To obtain bootstrapped read counts we will use bootstrap_sam_file.py sample. 'bootstrap_sam_file.py' is available at https://github.com/mikewolfe/2018_Lrp_ChIP.git

for dir in Sample_1290*;
    do (cd $dir && python3 ~/src/2018_Lrp_ChIP/ChIP_analysis/bootstrap_sam_file.py sample $dir".ob.npy" $dir"_sampled" --reference_genome /PATH --num_samples 100 --resolution 10 --seed 1234 2> $dir"_bootstrap.err");
done

Now we'll summarize the bootstrapped samples by calculating counts per million at each position for each bootstrap, and divide ChIP by input to get enrichment

python3 summarize_all_sample_counts.py

Smoothing counts per million

To smooth, use 'NGS_smoothing.py' with 50bp windows Exported as 'smoothed_data.csv'

Calculating enrichment, with either smoothed or unsmoothed data

For unsmoothed data:

Enrichment was calculated in R ('PurR_analysis.R' file in the PurR_ChIP_analysis repository).
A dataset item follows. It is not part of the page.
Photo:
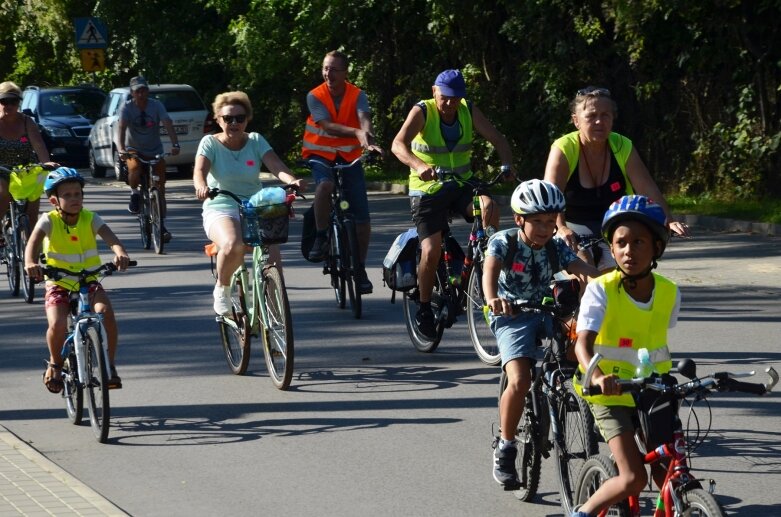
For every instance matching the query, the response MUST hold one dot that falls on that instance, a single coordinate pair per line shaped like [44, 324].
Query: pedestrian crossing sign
[93, 59]
[90, 33]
Briefly, for unsmoothed bootstrapped data, the median of the bootstraps at each 10bp window was determined.

A csv was created with information on each sample: PurR_chip_and_input_pairs.csv This csv also contained information on whether each sample was ChIP or input as well as which ChIP samples were paired with which input samples.
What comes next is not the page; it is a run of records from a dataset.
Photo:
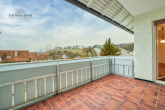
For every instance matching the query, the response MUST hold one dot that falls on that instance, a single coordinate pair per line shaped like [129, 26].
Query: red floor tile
[108, 93]
[129, 104]
[54, 105]
[48, 107]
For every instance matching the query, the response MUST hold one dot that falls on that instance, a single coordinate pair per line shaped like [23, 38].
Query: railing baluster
[118, 69]
[66, 79]
[114, 65]
[92, 69]
[123, 69]
[58, 84]
[132, 68]
[72, 78]
[77, 76]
Using the function get_ChIP_enrichment found in 'helperFunctions.R', ChIP enrichment relative to input was determined by dividing the median cpm in ChIP by the median cpm in input at each 10bp window.

The enrichment was converted to log2 and infinite values were excluded. The final dataset was saved as 'summary_df.RData'

For smoothed data:

The csv containing the smoothed data was loaded into R. Various manipulations were necessary to get the dataset into the proper format. Otherwise, the enrichment was calculated as above. The function get_ChIP_enrichment in 'helperFunctions.R' was used to calculate enrichment just as above.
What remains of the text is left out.